Mobile websites give magazines with a tight budget the chance to get their editorial and advertising in front of readers who prefer a read-it-anywhere digital solution. As a 2019 blog on flipsnack.com puts it, “[T]he best part about [a mobile website] is that you can easily create an online magazine on your own. . . . And when you are done, the sharing possibilities are endless. You can embed it directly on your website or download is as HTML5. Or share it with our social media following.”
The mobile app insurgency continues
The truth is that magazine apps are popular. And there appear to be a number of reasons for their success, one of which is the aforementioned “linky-ness.” For example, presspadapp.com claims that access to links excites not only readers but also advertisers.
“Online publishing gives readers great opportunities to explore digital magazines,” pressadapp.com avers. By using hyperlinks within the content, readers can connect not only to other information inside and outside the magazine but also to websites operated by advertisers. Convincing advertisers of the value of links to their website helps sell digital ads.
So which mobile magazine app is best?
Of course, it depends on whom you ask, so more exploration is a good idea. But here are three from the folks at flipsnack.com:
- The Ovid Bell Press works with BlueToad to offer economical and versatile digital editions of your publication. You can see a sample here. This is the service we use to provide our OMag. We can convert your print pdf files into enhanced digital publications, and even help with video, music and other fun enhancements! Reach out to learn more!
- Amazon Kindle Unlimited exposes magazines to millions of readers. The risk is that any individual magazine might get buried in the pile of competing publications.
- Zinio’s pricing is a bit murky, but the app offers a lot of flexibility when it comes to creating and distributing content.
- Issuu also provides a high level of exposure with its risk of burial. It also allows for sharing stories on Instagram and Facebook Stories.
- Joomag offers full online publishing on one platform that has the additional benefit being easy to use. It works for publishers of any size.
- Mag+ lets publishers create content apps which allows them to make apps from their digital magazines.
- Yudu gives publishers the opportunity to open previously untapped channels of distribution by developing communication apps.
- Zmags offers fast publication of interactive content that can improve engagement times by more than 400%.
- Walsworth can create custom apps to compliment printed products. As a subsidiary of Walsworth, The Ovid Bell Press can introduce you to the appropriate people within the organization who can help you. Learn more about the apps here.
Why not go for the whole package?
Yes, it complicates things when you have to think about print, website and app, but when the bottom line depends on readers and advertisers, you have to go where they go. And, while print is still alive and doing well, there are opportunities among the many digital devotees.
You want to tap every market and remember that there’s a lot of crossover.
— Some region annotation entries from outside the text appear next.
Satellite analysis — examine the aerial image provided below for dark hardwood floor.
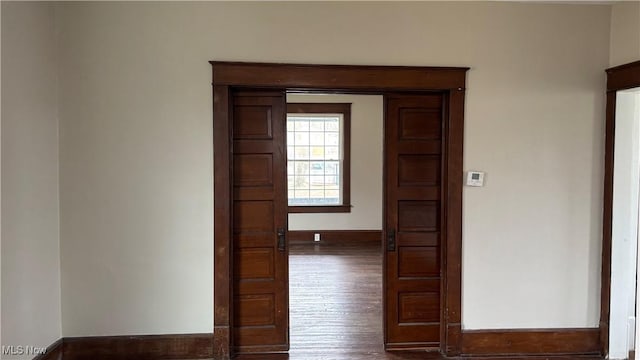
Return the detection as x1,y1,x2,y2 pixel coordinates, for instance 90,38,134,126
236,244,600,360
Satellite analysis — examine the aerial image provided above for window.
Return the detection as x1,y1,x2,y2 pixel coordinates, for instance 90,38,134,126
287,103,351,213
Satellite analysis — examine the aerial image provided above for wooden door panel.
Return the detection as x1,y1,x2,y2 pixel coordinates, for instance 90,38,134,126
232,91,289,353
385,94,445,349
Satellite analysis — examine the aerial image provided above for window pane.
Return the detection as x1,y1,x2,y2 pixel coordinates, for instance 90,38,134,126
309,119,324,132
324,146,340,160
325,132,340,146
295,119,309,132
309,161,324,175
293,176,309,190
287,107,343,206
325,190,340,199
324,119,340,132
294,161,309,175
294,132,309,146
309,133,324,146
309,175,324,188
294,146,309,160
324,161,340,175
311,146,325,160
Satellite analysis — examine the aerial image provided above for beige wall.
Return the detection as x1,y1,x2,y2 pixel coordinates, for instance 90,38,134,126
287,94,383,230
51,2,610,336
1,1,61,359
609,0,640,66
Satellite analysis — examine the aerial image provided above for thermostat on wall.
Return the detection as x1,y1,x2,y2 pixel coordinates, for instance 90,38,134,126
467,171,484,186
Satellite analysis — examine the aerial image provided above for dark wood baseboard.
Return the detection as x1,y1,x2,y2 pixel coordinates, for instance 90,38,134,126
462,328,600,356
288,230,382,246
33,328,604,360
62,334,213,360
33,339,62,360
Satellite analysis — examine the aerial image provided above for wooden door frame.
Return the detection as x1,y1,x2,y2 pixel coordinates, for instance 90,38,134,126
210,61,469,359
600,61,640,356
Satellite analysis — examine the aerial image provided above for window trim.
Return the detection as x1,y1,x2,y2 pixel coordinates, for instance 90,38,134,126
287,102,352,213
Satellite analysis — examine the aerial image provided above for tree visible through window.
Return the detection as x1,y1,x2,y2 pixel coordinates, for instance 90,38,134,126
287,103,351,212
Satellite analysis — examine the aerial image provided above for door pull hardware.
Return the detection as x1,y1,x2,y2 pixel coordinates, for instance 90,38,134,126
387,229,396,251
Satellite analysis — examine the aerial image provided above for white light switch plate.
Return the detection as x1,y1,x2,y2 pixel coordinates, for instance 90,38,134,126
467,171,484,186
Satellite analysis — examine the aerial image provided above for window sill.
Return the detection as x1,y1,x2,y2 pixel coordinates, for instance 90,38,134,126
287,205,351,213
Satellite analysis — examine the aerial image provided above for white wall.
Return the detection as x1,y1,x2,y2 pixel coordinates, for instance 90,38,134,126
609,90,640,359
287,94,384,230
609,0,640,66
57,2,610,336
1,1,61,359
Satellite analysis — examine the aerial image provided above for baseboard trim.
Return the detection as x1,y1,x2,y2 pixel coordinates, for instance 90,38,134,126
462,328,600,356
33,339,62,360
288,230,382,245
33,328,600,360
53,333,213,360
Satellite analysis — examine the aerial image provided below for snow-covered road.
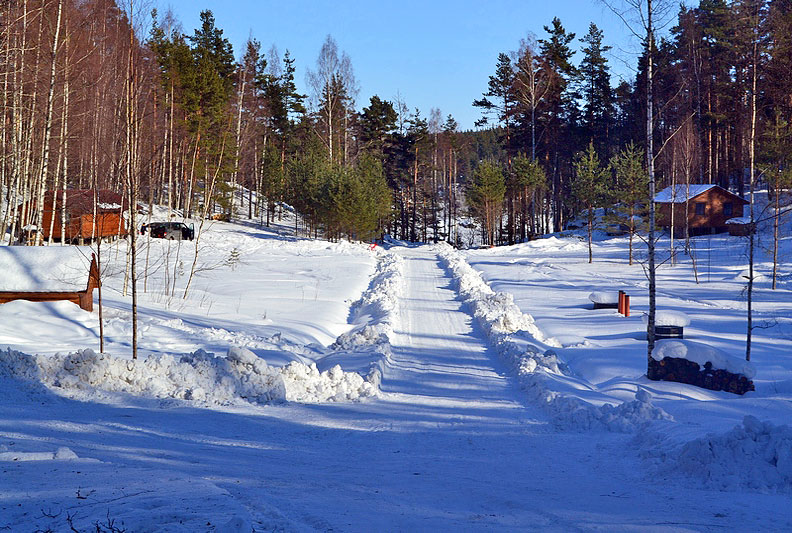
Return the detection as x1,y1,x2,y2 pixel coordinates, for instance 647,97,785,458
0,247,792,532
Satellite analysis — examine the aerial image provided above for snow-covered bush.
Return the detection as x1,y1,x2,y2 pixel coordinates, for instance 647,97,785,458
652,339,756,379
325,250,404,389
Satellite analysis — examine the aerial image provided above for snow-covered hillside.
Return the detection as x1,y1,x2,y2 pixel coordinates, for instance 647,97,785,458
0,210,792,532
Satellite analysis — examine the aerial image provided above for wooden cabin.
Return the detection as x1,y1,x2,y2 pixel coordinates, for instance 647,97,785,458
0,246,101,311
654,184,748,235
23,189,128,244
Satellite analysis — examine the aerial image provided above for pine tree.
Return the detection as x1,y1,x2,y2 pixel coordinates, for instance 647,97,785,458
572,142,610,263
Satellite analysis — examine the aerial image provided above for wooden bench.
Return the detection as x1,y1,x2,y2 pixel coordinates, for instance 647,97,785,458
0,254,101,312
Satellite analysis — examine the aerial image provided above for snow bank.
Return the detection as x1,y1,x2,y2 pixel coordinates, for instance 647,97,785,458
652,339,756,379
675,415,792,492
325,250,404,388
641,309,690,328
655,183,717,204
0,347,376,405
0,246,91,292
439,245,671,433
589,291,619,304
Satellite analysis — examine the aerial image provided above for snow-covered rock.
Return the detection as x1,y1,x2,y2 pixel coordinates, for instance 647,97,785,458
641,309,690,328
652,339,756,379
589,291,619,305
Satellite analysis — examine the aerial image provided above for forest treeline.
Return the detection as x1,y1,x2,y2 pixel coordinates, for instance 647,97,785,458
0,0,792,244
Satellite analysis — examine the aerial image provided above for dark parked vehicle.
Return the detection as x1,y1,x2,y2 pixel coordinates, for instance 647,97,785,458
140,222,195,241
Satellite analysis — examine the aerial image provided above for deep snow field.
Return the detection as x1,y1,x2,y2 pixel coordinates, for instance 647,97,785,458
0,202,792,532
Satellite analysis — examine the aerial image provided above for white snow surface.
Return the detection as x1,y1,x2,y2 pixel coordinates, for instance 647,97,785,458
440,245,671,433
652,339,756,379
589,291,619,304
0,347,376,406
0,246,91,292
641,309,690,328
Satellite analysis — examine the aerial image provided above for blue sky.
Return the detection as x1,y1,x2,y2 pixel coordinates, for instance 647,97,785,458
157,0,660,128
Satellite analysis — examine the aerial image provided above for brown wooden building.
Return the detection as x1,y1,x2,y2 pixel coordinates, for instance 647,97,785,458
23,189,128,243
0,246,101,311
655,184,748,235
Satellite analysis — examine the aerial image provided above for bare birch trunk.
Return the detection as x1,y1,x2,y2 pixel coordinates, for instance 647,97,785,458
35,0,63,246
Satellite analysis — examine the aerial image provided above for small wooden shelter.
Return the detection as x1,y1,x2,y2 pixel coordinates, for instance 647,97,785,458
654,184,748,235
0,246,101,312
22,189,128,244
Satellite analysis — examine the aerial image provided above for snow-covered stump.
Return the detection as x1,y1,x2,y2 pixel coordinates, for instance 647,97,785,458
646,340,756,395
589,291,619,309
643,310,690,340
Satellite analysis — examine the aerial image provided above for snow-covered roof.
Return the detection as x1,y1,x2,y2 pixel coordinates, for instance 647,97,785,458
0,246,91,292
642,309,690,328
655,183,717,204
652,339,756,379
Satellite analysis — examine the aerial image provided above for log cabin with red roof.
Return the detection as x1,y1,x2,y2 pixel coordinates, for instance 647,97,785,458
654,184,749,235
21,189,128,244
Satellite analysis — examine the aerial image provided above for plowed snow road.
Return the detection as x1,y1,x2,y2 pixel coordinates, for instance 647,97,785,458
0,247,790,531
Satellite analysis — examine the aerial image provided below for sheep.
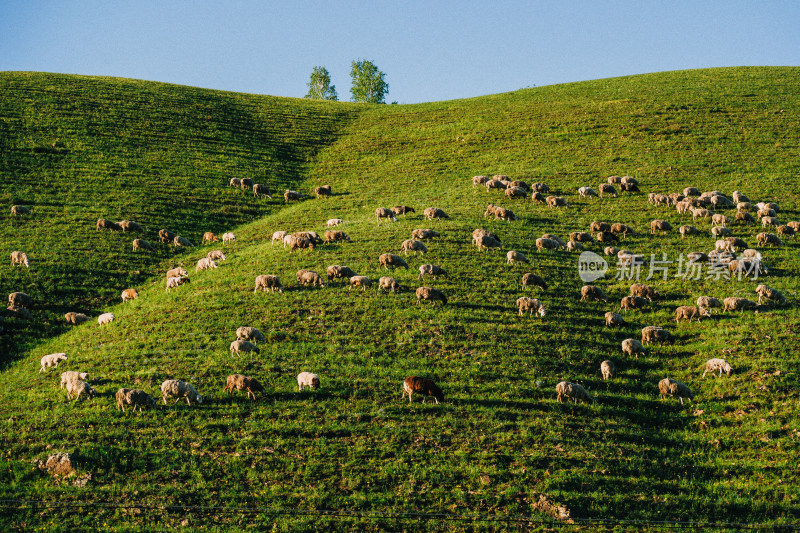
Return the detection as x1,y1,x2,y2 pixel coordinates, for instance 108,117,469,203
581,285,608,302
605,311,627,328
658,378,694,405
422,207,450,220
631,283,661,302
59,370,89,389
67,379,97,402
756,233,783,247
419,263,447,279
11,251,30,268
650,219,672,235
172,235,194,248
158,228,177,243
378,254,408,270
167,276,191,292
516,296,547,317
522,272,547,290
642,326,672,344
314,185,333,198
600,359,617,379
206,250,227,261
133,239,153,252
253,274,283,293
556,381,592,403
378,276,402,292
400,239,428,255
326,265,356,282
375,207,397,224
39,352,67,372
283,190,303,204
195,257,217,272
416,287,447,307
120,288,137,303
324,230,352,244
756,285,786,305
253,183,272,198
347,276,372,292
64,311,89,326
402,376,444,404
297,372,319,391
703,358,733,377
675,305,711,323
697,296,722,310
506,250,530,265
161,379,203,405
95,218,122,231
223,374,267,400
622,339,648,359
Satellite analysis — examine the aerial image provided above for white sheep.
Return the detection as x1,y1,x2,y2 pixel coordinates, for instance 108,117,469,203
161,379,203,405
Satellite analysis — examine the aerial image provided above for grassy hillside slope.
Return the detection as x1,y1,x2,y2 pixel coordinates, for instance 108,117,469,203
0,68,800,531
0,73,354,361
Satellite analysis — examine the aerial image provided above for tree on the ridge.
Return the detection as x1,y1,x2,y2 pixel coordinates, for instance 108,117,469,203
306,67,339,100
350,60,389,104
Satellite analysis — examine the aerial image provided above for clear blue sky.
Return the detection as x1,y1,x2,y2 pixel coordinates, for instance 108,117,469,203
0,0,800,103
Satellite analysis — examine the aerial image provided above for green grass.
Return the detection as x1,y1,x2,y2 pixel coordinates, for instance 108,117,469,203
0,68,800,530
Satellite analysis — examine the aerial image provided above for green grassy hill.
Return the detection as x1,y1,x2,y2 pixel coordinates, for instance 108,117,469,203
0,68,800,531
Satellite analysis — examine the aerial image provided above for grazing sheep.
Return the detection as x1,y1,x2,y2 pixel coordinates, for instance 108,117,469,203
631,283,661,302
658,378,694,405
622,339,647,359
326,265,356,282
11,251,30,268
416,287,447,307
161,379,203,405
581,285,608,302
605,311,627,328
642,326,672,344
378,254,408,270
556,381,592,403
516,296,547,317
402,376,444,404
60,370,89,389
223,374,267,400
422,207,450,220
506,250,530,265
297,372,319,391
522,272,547,290
283,191,303,204
400,239,428,255
675,305,711,322
703,358,733,377
756,233,783,246
756,285,786,305
64,311,89,326
96,218,122,231
347,276,372,292
419,263,447,279
133,239,153,252
195,257,217,272
375,207,397,224
253,274,283,293
167,276,191,292
600,359,617,379
378,276,402,292
67,379,97,402
39,353,67,372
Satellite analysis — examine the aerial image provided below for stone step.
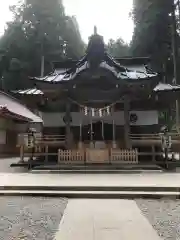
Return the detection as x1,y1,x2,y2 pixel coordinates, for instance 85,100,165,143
0,190,180,199
0,190,180,199
0,183,180,194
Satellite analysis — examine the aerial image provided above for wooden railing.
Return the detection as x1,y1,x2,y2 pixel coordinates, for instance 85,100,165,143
130,133,180,140
130,133,180,146
35,135,65,144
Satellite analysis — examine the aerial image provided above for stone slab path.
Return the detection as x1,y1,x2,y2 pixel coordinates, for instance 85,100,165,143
0,173,180,187
55,199,161,240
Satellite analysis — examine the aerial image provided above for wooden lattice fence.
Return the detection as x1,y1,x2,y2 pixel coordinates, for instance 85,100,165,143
110,149,138,164
58,150,85,164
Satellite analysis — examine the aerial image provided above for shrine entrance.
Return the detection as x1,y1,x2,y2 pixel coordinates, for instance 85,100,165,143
82,121,113,141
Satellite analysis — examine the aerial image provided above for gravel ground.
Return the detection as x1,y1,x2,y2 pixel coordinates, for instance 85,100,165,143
136,199,180,240
0,197,67,240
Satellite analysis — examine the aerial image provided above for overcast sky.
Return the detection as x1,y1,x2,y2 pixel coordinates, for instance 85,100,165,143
0,0,133,42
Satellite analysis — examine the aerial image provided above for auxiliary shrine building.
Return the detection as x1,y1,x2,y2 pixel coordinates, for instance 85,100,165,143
13,30,180,167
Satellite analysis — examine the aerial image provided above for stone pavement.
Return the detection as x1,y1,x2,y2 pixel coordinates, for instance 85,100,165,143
0,173,180,189
55,199,160,240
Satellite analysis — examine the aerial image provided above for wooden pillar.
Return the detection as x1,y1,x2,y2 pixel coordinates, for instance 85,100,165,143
112,120,117,148
78,122,82,149
20,145,24,163
152,145,156,163
102,121,104,141
45,145,49,163
65,100,72,149
124,96,131,149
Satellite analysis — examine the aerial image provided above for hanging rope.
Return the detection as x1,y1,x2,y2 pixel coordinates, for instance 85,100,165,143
69,98,124,117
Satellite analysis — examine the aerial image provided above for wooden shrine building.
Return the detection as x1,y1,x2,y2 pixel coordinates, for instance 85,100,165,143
13,33,180,168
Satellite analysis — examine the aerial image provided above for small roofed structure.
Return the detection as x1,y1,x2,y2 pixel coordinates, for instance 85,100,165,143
0,91,43,156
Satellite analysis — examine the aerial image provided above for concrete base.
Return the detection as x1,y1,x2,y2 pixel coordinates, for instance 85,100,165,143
55,199,160,240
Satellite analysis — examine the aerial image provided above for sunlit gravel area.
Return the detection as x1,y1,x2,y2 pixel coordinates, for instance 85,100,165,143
136,200,180,240
0,197,67,240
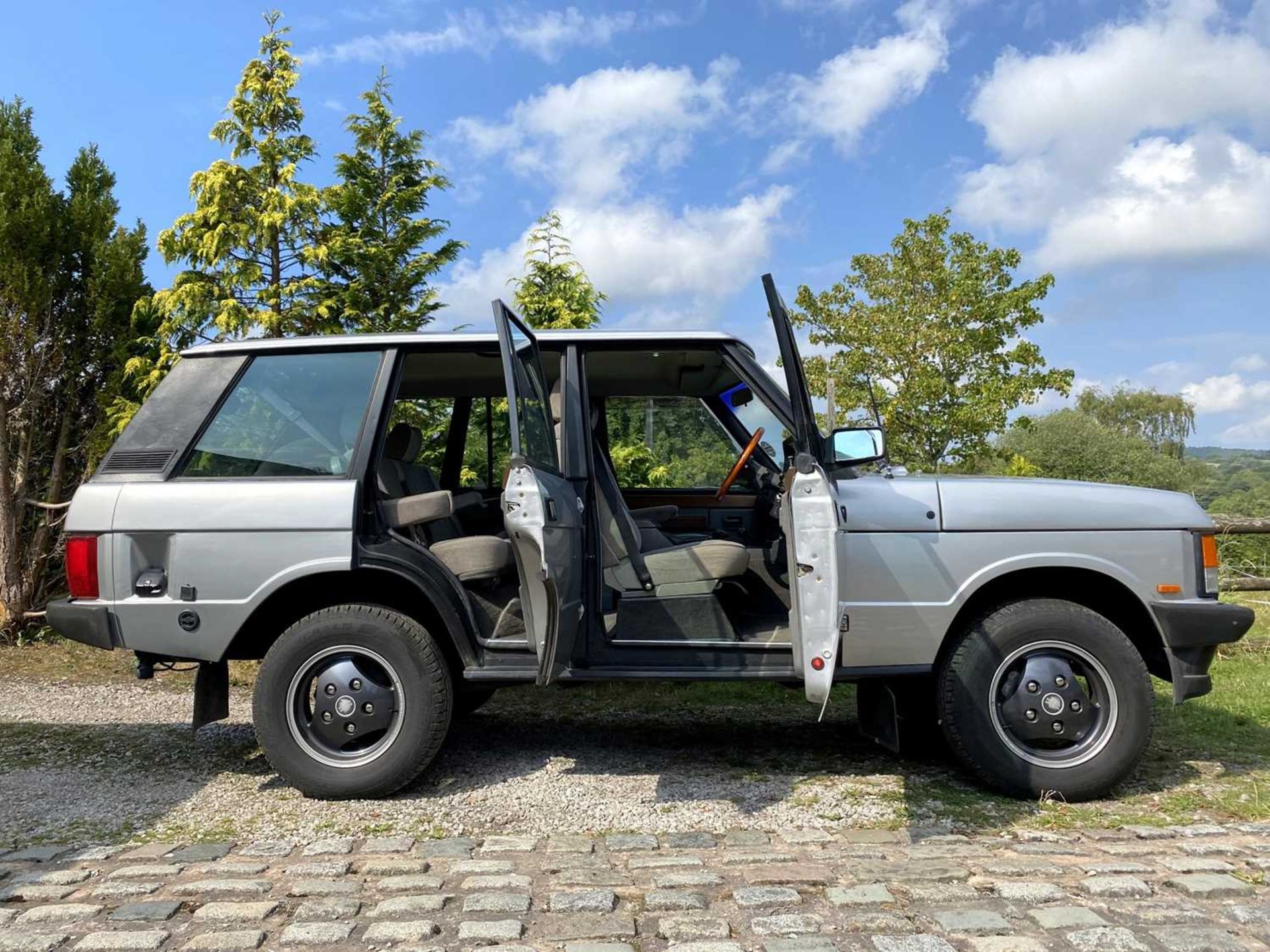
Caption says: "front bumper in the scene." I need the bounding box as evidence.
[1151,599,1255,704]
[46,599,122,651]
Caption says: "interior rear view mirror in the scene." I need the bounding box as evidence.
[829,426,886,466]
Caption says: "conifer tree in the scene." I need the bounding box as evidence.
[512,210,609,331]
[153,11,322,349]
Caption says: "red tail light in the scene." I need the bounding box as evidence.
[66,535,98,599]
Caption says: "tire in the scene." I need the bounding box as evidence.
[936,599,1154,801]
[454,687,495,718]
[251,605,453,799]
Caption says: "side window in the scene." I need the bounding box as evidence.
[389,396,454,478]
[181,351,380,476]
[508,322,560,469]
[458,396,512,490]
[605,396,740,490]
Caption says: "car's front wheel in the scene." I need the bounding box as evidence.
[936,599,1154,801]
[253,605,453,799]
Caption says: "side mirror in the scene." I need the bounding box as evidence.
[829,426,886,466]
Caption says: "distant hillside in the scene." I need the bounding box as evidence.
[1186,446,1270,464]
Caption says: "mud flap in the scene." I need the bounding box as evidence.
[856,680,899,754]
[192,661,230,731]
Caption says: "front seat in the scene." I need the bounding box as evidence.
[592,424,749,596]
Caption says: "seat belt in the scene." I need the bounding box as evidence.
[592,440,653,592]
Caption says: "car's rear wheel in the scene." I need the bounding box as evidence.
[936,599,1154,801]
[253,605,453,799]
[454,687,497,718]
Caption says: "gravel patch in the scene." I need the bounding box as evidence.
[0,683,919,849]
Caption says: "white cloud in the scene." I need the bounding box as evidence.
[302,7,679,66]
[1230,353,1270,374]
[958,0,1270,267]
[439,185,792,327]
[1183,374,1270,413]
[1220,413,1270,449]
[451,57,737,202]
[300,10,498,66]
[745,0,951,171]
[500,7,636,62]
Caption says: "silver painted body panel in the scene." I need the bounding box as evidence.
[66,479,357,661]
[834,476,1193,668]
[780,465,842,701]
[66,343,1212,676]
[939,476,1213,533]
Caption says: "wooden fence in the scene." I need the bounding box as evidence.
[1213,515,1270,592]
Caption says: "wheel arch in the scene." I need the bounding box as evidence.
[935,566,1172,681]
[222,563,476,680]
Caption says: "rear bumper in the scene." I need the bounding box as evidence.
[1151,599,1255,704]
[46,599,118,651]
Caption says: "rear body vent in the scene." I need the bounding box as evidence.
[98,450,177,473]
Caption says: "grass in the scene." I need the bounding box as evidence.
[0,593,1270,838]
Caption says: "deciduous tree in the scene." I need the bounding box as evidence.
[1076,384,1195,459]
[794,211,1073,469]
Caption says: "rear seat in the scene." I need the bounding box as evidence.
[378,423,513,582]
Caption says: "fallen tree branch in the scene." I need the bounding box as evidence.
[23,498,71,509]
[1220,576,1270,592]
[1209,512,1270,535]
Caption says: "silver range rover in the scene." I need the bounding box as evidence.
[48,276,1252,799]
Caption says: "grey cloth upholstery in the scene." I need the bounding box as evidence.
[384,490,454,529]
[609,539,749,589]
[428,535,512,582]
[378,423,483,542]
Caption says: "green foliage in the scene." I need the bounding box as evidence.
[0,101,150,637]
[1006,453,1041,476]
[999,410,1206,492]
[606,396,739,488]
[319,73,464,331]
[512,210,609,331]
[153,11,325,351]
[792,211,1073,469]
[1189,447,1270,578]
[1076,384,1195,459]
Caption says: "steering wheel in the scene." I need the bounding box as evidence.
[715,427,763,502]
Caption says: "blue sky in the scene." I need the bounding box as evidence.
[0,0,1270,447]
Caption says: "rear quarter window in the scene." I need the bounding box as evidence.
[181,351,380,478]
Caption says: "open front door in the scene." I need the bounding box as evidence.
[763,275,841,714]
[494,301,585,684]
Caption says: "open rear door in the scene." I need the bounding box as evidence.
[494,301,585,684]
[763,275,841,714]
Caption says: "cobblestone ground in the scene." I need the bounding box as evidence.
[0,824,1270,952]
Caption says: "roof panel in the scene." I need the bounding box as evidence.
[182,331,749,357]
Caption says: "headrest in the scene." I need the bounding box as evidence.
[384,423,423,462]
[548,379,564,423]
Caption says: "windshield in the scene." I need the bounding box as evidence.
[719,384,788,468]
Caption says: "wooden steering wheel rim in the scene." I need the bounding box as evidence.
[715,427,763,502]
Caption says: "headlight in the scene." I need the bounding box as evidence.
[1199,533,1219,599]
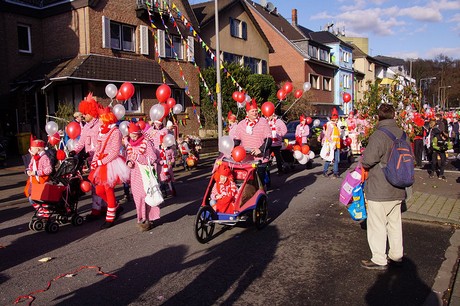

Print lovers like their tablets and their phones, and tablet and phone users like to sit down with a print magazine. Don’t forget laptop and desktop users, either.
Apparently, publishers are finding strength in diversity—taking a diverse approach to distribution, that is. Adapting to the disruption that has come with the digital revolution isn’t easy, but it can work out. The key is not to reject new ways of doing business but to find what functions best in both the digital and print worlds and using it to succeed.